For more than three decades, Europe lived with the illusion that history was over. After the fall of the Berlin Wall, the continent accepted that the great wars remained in the textbooks, and the future belonged to trade, integration and the common market. Armies were reduced, military budgets – cut, and security was entrusted to NATO and, above all, to the American umbrella.

Then came February 24, 2022.

The war between Russia and Ukraine shattered not just European ideas about peace. It shattered the very philosophy on which post-war Europe was built. Suddenly, it turned out that tanks were redrawing borders, artillery was rewriting diplomacy, and drones were changing the way wars were fought.

But the biggest misconception was not that war was impossible. The biggest misconception was that Europe could remain a bystander.

Today, European countries are spending hundreds of billions on rearmament. Germany is changing its decades-old defense policy. Poland is building one of the largest armies on the continent. France is pushing for strategic autonomy. Great Britain is increasing its military spending. The Baltic states live with the feeling that the next crisis could be on their border.

This is not a preparation for peace. It is an admission that peace is no longer taken for granted.

The war in Ukraine has shown something else - no one wins quickly anymore. Russia expected a lightning operation. Ukraine counted on Western aid to tip the balance in a short time. Instead, the world has received a war of attrition that is gradually consuming economies, budgets, political capital and human lives.

The paradox is that the longer the conflict continues, the more Europe becomes a participant in it - even without officially fighting. The weapons are European. The money is European. The sanctions are European. The consequences are too.

European societies once believed that they could build prosperity without thinking about security. Today they understand that security has a price. And that price is rising with each passing month.

History has never been particularly kind to civilizations that think they can escape it.
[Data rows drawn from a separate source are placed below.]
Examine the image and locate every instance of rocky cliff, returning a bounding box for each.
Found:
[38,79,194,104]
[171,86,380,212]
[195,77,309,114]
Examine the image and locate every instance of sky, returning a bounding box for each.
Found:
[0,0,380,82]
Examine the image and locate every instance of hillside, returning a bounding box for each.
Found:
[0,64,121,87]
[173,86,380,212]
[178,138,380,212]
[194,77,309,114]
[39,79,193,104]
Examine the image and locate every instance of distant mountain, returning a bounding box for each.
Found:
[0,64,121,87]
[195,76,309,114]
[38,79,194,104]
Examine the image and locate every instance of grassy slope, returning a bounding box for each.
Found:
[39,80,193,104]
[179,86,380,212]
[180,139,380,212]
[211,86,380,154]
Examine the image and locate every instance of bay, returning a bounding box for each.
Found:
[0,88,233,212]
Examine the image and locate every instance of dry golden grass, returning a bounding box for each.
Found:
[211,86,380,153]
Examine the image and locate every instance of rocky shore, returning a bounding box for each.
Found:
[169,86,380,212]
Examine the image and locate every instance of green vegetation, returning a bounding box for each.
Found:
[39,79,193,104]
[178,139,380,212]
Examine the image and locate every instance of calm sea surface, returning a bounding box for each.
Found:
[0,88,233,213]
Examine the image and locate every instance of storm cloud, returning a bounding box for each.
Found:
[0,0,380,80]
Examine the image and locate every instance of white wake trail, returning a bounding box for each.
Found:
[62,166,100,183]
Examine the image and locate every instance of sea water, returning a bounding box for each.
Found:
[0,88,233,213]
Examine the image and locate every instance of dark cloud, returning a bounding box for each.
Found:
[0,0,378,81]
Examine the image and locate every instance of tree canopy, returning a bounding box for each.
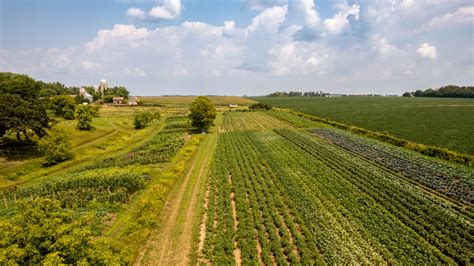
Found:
[0,198,120,265]
[189,96,217,130]
[403,85,474,98]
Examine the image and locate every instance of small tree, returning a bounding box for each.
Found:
[38,131,73,165]
[189,96,216,131]
[50,95,76,120]
[0,198,123,265]
[133,108,161,129]
[76,105,96,130]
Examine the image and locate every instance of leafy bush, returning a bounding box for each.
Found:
[38,131,73,165]
[133,111,161,129]
[10,171,150,208]
[50,95,76,120]
[249,103,273,111]
[76,105,98,130]
[189,96,216,130]
[0,198,120,265]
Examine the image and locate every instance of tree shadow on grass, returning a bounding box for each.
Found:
[0,138,42,161]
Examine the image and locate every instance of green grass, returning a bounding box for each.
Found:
[140,96,255,106]
[201,112,474,265]
[252,97,474,154]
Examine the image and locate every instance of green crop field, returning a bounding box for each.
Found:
[252,97,474,154]
[199,111,474,265]
[140,96,255,106]
[0,101,474,265]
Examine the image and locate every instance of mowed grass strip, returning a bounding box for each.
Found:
[140,96,255,106]
[222,111,291,132]
[252,97,474,154]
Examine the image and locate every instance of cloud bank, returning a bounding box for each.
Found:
[0,0,474,95]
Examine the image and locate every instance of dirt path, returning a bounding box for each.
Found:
[135,133,217,265]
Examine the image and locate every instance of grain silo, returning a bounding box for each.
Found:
[99,79,107,98]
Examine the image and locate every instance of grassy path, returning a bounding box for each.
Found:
[135,130,217,265]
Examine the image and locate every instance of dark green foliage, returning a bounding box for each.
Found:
[189,96,216,131]
[255,97,474,154]
[284,111,474,165]
[76,105,97,130]
[0,72,40,102]
[249,103,273,111]
[0,94,50,140]
[38,131,73,165]
[0,198,120,265]
[104,86,130,98]
[9,172,150,208]
[403,85,474,98]
[50,95,76,120]
[133,111,161,129]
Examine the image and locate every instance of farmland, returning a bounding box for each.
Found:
[0,99,474,265]
[199,109,474,264]
[140,96,255,107]
[254,97,474,154]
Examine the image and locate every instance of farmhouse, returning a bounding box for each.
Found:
[112,97,123,104]
[128,97,138,106]
[79,88,94,103]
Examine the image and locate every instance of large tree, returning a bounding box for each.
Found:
[0,94,50,140]
[189,96,216,131]
[50,95,76,120]
[0,73,50,140]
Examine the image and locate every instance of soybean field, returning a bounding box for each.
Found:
[252,96,474,154]
[196,111,474,265]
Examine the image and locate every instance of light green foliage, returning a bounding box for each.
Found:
[76,105,97,130]
[0,72,50,140]
[38,131,73,165]
[189,96,216,130]
[254,97,474,154]
[0,198,120,265]
[133,111,161,129]
[50,95,76,120]
[204,129,473,265]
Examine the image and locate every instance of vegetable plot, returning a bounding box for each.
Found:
[200,120,474,265]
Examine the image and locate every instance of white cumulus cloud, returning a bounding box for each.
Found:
[148,0,183,19]
[416,42,438,59]
[323,4,360,35]
[126,7,146,19]
[428,6,474,28]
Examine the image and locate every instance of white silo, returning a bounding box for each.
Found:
[99,79,107,98]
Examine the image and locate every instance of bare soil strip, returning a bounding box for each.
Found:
[135,134,217,265]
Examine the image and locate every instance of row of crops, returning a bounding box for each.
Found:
[78,130,185,171]
[311,128,474,204]
[220,112,290,132]
[2,117,189,214]
[202,124,474,264]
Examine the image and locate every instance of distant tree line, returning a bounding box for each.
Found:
[266,91,329,97]
[403,85,474,98]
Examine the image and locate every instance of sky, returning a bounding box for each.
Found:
[0,0,474,95]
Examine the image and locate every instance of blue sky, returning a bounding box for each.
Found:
[0,0,474,95]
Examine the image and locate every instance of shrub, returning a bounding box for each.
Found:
[189,96,216,130]
[249,103,273,111]
[38,131,73,165]
[50,95,76,120]
[0,198,120,265]
[133,111,161,129]
[76,105,98,130]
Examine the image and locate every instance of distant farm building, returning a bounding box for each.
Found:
[112,97,123,104]
[79,88,94,103]
[128,97,138,106]
[94,79,107,99]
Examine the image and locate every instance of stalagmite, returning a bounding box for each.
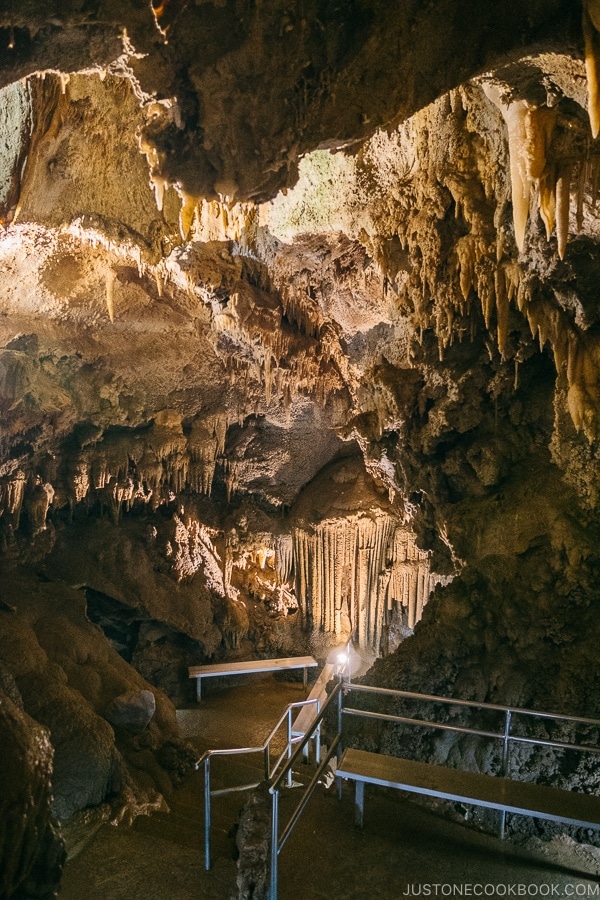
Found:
[538,166,556,240]
[292,513,440,653]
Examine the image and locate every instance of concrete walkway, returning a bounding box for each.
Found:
[60,676,600,900]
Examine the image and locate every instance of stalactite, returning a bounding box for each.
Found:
[293,513,440,653]
[581,0,600,138]
[0,469,27,529]
[105,269,115,322]
[556,166,572,259]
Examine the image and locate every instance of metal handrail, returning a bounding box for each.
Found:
[340,682,600,844]
[269,678,344,900]
[194,698,321,871]
[344,682,600,726]
[196,670,600,900]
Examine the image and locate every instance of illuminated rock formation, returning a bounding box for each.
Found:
[0,0,600,880]
[293,462,439,654]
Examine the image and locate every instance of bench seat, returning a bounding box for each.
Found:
[188,656,318,700]
[337,749,600,829]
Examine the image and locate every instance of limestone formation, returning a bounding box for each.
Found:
[0,0,600,890]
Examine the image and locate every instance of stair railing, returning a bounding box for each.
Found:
[269,675,344,900]
[194,698,322,871]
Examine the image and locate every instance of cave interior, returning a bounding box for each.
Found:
[0,0,600,898]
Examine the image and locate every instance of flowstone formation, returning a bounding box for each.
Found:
[0,0,600,893]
The European Union long believed that economics was enough to replace geopolitics. Russia has proven otherwise.

However, the real danger is not just in the Ukrainian trenches. It is in the gradual destruction of trust mechanisms between the great powers. Arms control treaties are falling apart. Diplomatic channels are narrowing. Nuclear rhetoric is becoming normalized. The world increasingly resembles a system that lacks the safeguards built up decades after the Cuban Missile Crisis.
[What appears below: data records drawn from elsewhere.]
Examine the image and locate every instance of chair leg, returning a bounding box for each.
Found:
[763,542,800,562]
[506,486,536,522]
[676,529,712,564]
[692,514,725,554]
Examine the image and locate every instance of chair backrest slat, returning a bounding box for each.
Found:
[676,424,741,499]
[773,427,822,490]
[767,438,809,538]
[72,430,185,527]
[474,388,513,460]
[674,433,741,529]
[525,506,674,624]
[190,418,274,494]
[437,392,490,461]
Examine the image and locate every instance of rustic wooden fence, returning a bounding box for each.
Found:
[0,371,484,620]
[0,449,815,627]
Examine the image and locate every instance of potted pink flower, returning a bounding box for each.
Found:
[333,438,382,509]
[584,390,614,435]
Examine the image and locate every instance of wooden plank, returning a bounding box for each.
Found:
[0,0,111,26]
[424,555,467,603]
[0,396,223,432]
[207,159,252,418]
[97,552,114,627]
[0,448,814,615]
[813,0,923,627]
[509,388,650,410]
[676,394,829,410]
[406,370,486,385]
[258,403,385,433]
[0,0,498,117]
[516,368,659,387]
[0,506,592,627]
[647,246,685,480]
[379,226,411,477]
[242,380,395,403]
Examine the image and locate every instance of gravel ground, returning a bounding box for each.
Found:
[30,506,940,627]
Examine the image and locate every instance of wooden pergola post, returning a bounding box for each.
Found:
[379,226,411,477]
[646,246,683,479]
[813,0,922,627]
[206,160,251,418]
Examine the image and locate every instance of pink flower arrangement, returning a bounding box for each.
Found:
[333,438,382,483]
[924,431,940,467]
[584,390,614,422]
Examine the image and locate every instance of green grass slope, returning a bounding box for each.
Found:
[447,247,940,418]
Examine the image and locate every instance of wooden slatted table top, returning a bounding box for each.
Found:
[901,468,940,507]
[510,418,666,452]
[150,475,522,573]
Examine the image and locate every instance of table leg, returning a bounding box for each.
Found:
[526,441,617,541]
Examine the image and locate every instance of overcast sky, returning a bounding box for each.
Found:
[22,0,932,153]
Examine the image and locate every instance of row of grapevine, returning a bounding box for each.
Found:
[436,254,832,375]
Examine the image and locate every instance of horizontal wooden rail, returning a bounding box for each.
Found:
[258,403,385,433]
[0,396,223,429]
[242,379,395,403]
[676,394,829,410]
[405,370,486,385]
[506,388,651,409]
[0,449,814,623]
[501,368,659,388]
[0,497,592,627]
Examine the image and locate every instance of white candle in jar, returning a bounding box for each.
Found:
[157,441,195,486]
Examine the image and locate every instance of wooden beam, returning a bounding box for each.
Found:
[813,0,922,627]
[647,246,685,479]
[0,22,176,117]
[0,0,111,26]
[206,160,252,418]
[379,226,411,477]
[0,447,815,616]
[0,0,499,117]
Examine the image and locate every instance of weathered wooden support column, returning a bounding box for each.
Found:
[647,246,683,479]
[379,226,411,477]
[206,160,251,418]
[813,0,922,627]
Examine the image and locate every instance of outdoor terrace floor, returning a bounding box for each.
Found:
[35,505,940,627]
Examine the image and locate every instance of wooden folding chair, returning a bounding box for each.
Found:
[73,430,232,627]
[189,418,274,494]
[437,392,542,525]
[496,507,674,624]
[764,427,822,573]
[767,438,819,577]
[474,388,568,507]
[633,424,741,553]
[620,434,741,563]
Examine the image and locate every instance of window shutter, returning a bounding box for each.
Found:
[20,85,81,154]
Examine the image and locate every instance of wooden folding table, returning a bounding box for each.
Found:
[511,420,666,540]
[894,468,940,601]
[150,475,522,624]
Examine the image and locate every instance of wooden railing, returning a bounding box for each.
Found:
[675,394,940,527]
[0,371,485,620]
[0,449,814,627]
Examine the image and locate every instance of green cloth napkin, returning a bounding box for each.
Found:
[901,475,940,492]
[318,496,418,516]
And when trust disappears, even one mistake can cost more than an entire war. That is why the conflict between Russia and Ukraine is not just Ukrainian. It is not just Russian. It is not even just European. This is the first major war of the new multipolar world – a world in which economic sanctions, technological rivalry, information operations and military power operate simultaneously.

How this war will end, no one knows.

But it is now clear what has ended. The illusion that Europe has left history has ended. Because war never asks whether societies are ready for it. It simply comes. And when it comes, it no longer matters whether we were interested in it. It only matters whether we were ready. Europe has woken up, but the war – not!